Updated below.

A man interviewed by Bill O’Reilly on Fox News this week, who was identified in an on-screen caption as a “Swedish Defense and National Security Advisor,” turns out to be entirely unknown in his native country, with no connections to either the nation’s defense or security services.

As the Swedish newspaper Dagens Nyheter reported on Friday, Nils Bildt, who echoed President Donald Trump’s debunked claim that immigrants from Muslim-majority nations had driven a rise in violent crime in Sweden, has no known expertise in national security, and has not lived in his homeland since 1994. Officials at the Swedish Defense Ministry and Foreign Office told the newspaper they had never heard of this “unknown Bildt.”

His only claim to fame appears to be the fact that his father, Sven Tolling, is “well know in Swedish equestrian circles,” according to Dagens Nyheter. How he came to be presented by Fox News as an expert in a segment broadcast on Thursday night remains a mystery — as does why he changed his name from Tolling to Bildt after he emigrated from Sweden.

Nevertheless, when Bildt was asked by O’Reilly to respond to comments from Anne-Sofie Näslund, a U.S. correspondent for the newspaper Expressen who disputed the Fox News host’s claim that a recent rise in violent crime in Sweden was caused by an “influx” of refugees from Muslim nations, he confidently dismissed her fact-driven argument.

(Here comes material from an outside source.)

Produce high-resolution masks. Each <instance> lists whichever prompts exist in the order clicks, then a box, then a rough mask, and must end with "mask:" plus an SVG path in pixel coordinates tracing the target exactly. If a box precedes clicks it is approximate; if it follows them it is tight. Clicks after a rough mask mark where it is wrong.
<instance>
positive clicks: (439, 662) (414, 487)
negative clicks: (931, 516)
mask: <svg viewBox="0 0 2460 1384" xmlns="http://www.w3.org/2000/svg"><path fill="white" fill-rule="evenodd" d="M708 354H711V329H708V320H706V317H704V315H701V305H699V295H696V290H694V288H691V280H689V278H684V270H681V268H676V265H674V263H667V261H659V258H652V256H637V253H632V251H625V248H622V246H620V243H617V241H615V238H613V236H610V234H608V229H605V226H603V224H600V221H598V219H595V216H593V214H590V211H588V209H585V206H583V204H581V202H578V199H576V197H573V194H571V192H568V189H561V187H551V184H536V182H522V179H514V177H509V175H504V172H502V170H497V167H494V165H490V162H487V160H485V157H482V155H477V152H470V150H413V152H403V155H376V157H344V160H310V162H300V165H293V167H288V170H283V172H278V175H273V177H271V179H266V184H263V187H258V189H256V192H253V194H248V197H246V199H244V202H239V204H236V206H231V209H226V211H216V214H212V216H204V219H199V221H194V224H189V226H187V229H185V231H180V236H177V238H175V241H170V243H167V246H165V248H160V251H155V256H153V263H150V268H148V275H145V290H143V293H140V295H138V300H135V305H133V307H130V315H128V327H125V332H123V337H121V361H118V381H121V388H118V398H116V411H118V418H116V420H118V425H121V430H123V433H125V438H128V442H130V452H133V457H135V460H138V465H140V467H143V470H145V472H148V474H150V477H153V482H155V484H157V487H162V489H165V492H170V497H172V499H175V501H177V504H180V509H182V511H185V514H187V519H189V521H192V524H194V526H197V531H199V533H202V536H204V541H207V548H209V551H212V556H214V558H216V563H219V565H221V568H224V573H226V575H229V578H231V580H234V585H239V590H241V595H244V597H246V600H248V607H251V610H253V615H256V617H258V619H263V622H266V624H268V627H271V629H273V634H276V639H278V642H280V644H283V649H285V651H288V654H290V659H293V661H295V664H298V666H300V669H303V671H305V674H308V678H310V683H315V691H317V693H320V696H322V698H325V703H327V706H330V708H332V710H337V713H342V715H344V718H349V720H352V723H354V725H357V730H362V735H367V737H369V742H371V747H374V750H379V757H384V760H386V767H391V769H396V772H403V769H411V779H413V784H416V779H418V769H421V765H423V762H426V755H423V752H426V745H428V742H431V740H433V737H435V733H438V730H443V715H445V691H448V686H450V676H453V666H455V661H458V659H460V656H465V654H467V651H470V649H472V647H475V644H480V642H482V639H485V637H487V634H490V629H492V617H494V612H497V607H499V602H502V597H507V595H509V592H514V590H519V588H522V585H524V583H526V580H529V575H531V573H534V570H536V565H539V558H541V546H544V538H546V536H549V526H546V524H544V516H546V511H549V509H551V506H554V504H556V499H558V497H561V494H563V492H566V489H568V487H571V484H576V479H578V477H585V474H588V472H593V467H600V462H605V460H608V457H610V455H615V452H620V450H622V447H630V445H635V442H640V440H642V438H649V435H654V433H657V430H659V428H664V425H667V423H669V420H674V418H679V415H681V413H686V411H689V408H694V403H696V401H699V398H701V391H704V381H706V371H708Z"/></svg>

As Näslund noted, there is no evidence in Swedish government statistics that immigrants from Muslim majority nations (who make up all of 1.5 percent of the population) are in any way associated with the increased number of shooting deaths, which peaked at all of 33 in 2015. (The United States has more than 30,000 shooting deaths each year.)

Bildt, whose adopted last name is the same as that of Sweden’s former prime minister, Carl Bildt, a relentless critic of Donald Trump, told Dagens Nyheter by email that he is “an independent analyst based in the USA.”

It was a Fox News producer, Nils Bildt said, who made the decision to give him the official-sounding title of “Swedish Defense and National Security Advisor.” “I had no personal control over what title they chose,” Bildt wrote.

Näslund, who had been forced to listen to Bildt dismiss her fact-based argument out of hand, pointed out on Twitter that the Swedish immigrant to the United States who claimed that immigrants to Sweden are violent was reportedly arrested in Virginia for committing a violent crime in 2014.

In his remarks to the Conservative Political Action Conference on Friday, Trump reiterated his claim that immigration from Muslim-majority countries had compromised security in Sweden, even though the Fox News segment that he cited as evidence earlier in the week was widely debunked as inaccurate in the Swedish media.

Update: 7:55 p.m. ET

After this post was originally published, Dana Klinghoffer, a Fox News vice president for corporate communications, contacted The Intercept to ask that our report be amended to add this quote from David Tabacoff, the executive producer of Bill O’Reilly’s show: “Our booker made numerous inquiries and spoke to people who recommended Nils Bildt and after pre-interviewing him and reviewing his bio, we agreed that he would make a good guest for the topic that evening.”

Apparently, that is supposed to excuse the broadcaster for having featured a complete charlatan in prime time.

The network also asked that we add “something you can just attribute to a network rep or spokesperson.” That statement is as follows: “Bill O’Reilly will further address this on Monday night’s The O’Reilly Factor.”